4- DE L'INFORMATION A LA FORMATION: LE NOUVEAU PARADIGME

   De façon schématique et volontairement provocante, on pourrait affirmer qu'il n'y a plus nécessité aujourd'hui de s'appuyer sur des Ecoles ou des Universités pour former des ingénieurs. Ou, plus exactement, il n'est plus nécessaire de concentrer géographiquement des étudiants en un lieu donné, pour suivre des enseignements et accéder à des connaissances aisément transférables. On peut même se demander si cela a encore un sens de limiter ce transfert formel de connaissances à un moment donné de la vie des individus, alors qu'en permanence il faudra actualiser ses connaissances et que les technologies de l'information permettent de s'affranchir des cadres géographiques et temporels.

   Si l'Ecole d'ingénieur a encore un sens ou un futur, pour quelle fonction et pour quel  service l'a-t-elle. Dispenser ce qui est aisément accessible à partir de n'importe quel point de la planète, établir des liaisons entre des connaissances éparpillées et contradictoires, créer une vie culturelle spécifique, contribuer à la stimulation de la production et du transfert des savoirs? Mais quel est donc, aujourd'hui, le rôle réellement indispensable d'une Ecole d'ingénieurs?

   Au fond, n'est-il pas temps de mieux distinguer ce qui relève de la transmission des données ou informations constitutives des savoirs, de ce qui a trait à la consolidation des connaissances et à la préparation des futurs ingénieurs à la maîtrise des méthodologies de l'action efficace.
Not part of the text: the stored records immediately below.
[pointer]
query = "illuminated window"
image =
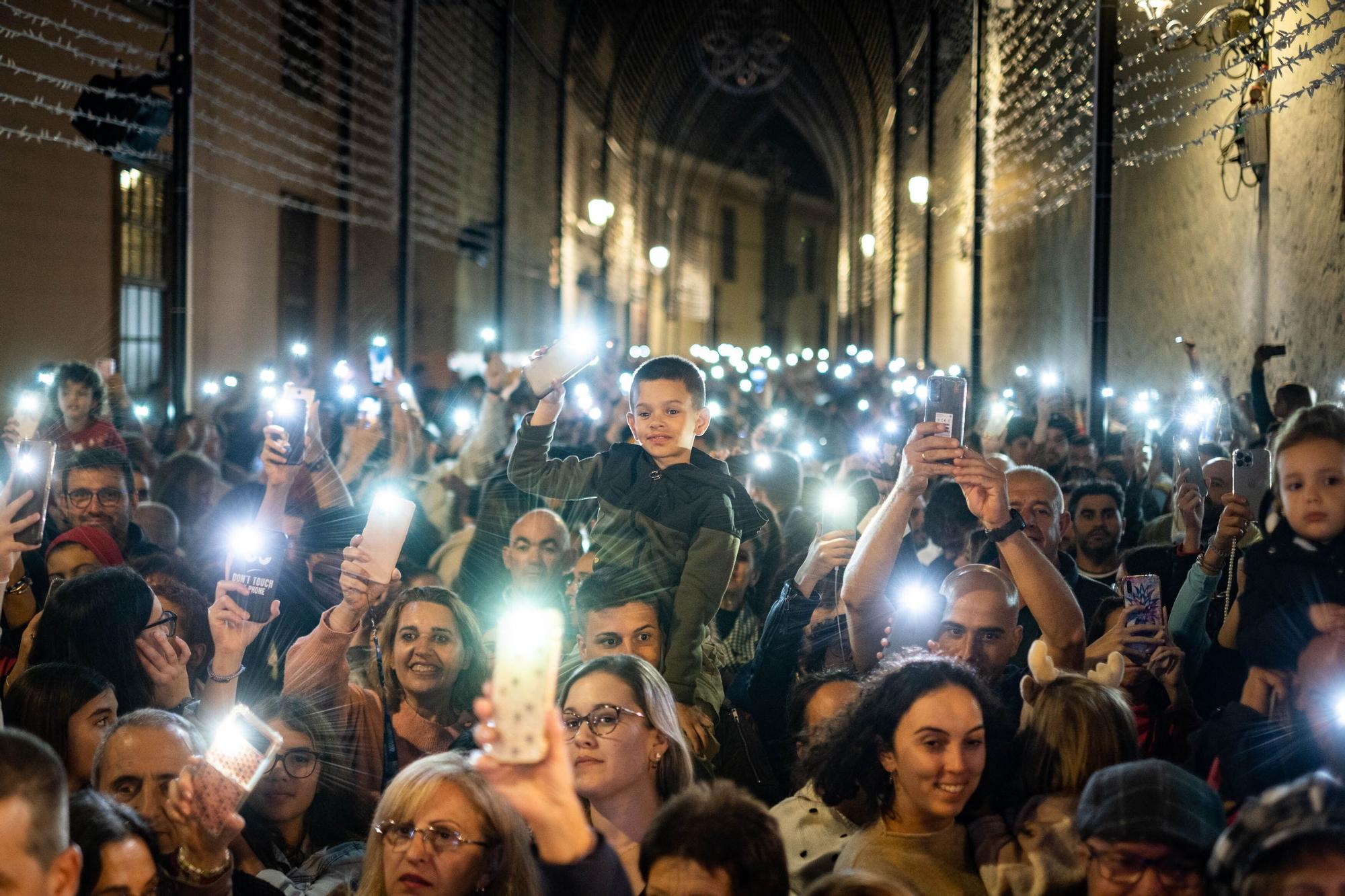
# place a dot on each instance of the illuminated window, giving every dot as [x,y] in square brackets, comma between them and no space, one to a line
[143,276]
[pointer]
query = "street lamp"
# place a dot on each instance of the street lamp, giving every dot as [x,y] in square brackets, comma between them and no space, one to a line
[601,212]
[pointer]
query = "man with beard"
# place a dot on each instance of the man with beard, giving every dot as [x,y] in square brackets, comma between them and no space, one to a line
[1098,510]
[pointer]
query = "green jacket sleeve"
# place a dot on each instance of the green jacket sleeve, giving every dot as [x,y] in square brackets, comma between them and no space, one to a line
[535,473]
[709,563]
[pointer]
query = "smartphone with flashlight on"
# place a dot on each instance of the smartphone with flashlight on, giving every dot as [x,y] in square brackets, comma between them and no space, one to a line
[564,358]
[255,560]
[291,415]
[241,752]
[946,403]
[380,361]
[385,532]
[33,467]
[1252,478]
[1144,606]
[528,658]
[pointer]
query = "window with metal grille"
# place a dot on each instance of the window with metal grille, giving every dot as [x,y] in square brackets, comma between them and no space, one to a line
[728,244]
[302,48]
[143,276]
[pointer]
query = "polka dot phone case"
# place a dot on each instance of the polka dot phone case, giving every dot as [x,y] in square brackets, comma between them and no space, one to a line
[528,659]
[241,752]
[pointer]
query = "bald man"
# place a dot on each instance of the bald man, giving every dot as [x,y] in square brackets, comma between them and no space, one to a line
[537,556]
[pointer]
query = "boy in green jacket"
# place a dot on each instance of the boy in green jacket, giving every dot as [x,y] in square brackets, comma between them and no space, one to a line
[668,512]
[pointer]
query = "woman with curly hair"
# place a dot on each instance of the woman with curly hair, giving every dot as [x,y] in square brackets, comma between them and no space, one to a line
[909,755]
[427,666]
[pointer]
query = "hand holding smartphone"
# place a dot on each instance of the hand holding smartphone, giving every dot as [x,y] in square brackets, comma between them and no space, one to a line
[528,658]
[385,532]
[946,403]
[241,752]
[256,557]
[564,358]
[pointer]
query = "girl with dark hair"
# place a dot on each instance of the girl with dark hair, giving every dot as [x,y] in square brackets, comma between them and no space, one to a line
[909,754]
[112,622]
[626,748]
[302,831]
[67,705]
[118,848]
[428,665]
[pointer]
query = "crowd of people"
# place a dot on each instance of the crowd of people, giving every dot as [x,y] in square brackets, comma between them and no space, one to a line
[816,639]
   Il est désormais impératif d'amener des étudiants, futurs ingénieurs, à savoir maîtriser et gérer leurs propres systèmes d'accès à l'information et à la connaissance. Dans ces conditions, la fréquentation des très classiques bibliothèques et des centres de documentation, la consultation des bases et banques de données, la navigation sur Internet, la connexion sur les nouveaux systèmes multimedias d'information et de formation (les nouvelles encyclopédies du savoir), la lecture critique de nombreux ouvrages et articles, français ou étrangers, doivent désormais constituer la première étape de toute formation d'ingénieurs. Ces modalités de consultation des ressources disponibles peuvent remplacer plus de 50% des cours de premier cycle et un grand nombre d'enseignements ultérieurs qui, en fait, ne sont que des compilations d'informations que les étudiants peuvent trouver par eux-mêmes (elles peuvent aussi se substituer aux pratiques douteuses de renvoi à des cours polycopiés dont les finalités pédagogiques ne sont pas définies). De telles ressources informationnelles et éducatives peuvent provenir de diverses origines et la formation des ingénieurs doit inciter les étudiants à naviguer dans cet hyper-espace de l'information et de la connaissance. Les moyens classiques que constituent les livres, les revues, la littérature grise, sont bien entendu àprivilégier en priorité, mais il ne faut pas éliminer ou rejeter l'information vivante (orale notamment) qui devient de plus en plus facile à accéder (pensons au rôle de la messagerie électronique en éducation). Mais désormais les CD-ROM et autres CD-I (CD interactifs), les bases et banques de données, les vidéodisques, les satellites, les réseaux d'ordinateurs et les formations dispensées à distance constituent autant d'alternatives efficaces pour l'accès au savoir. Les  contacts en milieu industriel, les échanges avec des partenaires étrangers, le travail avec des techniciens ou avec des spécialistes d'autres disciplines, le développement d'activités culturelles extra-scolaires fournissent également autant d'occasions nouvelles aux étudiants d'enrichir leurs bases de données personnelles et d'améliorer leur compréhension du monde réel.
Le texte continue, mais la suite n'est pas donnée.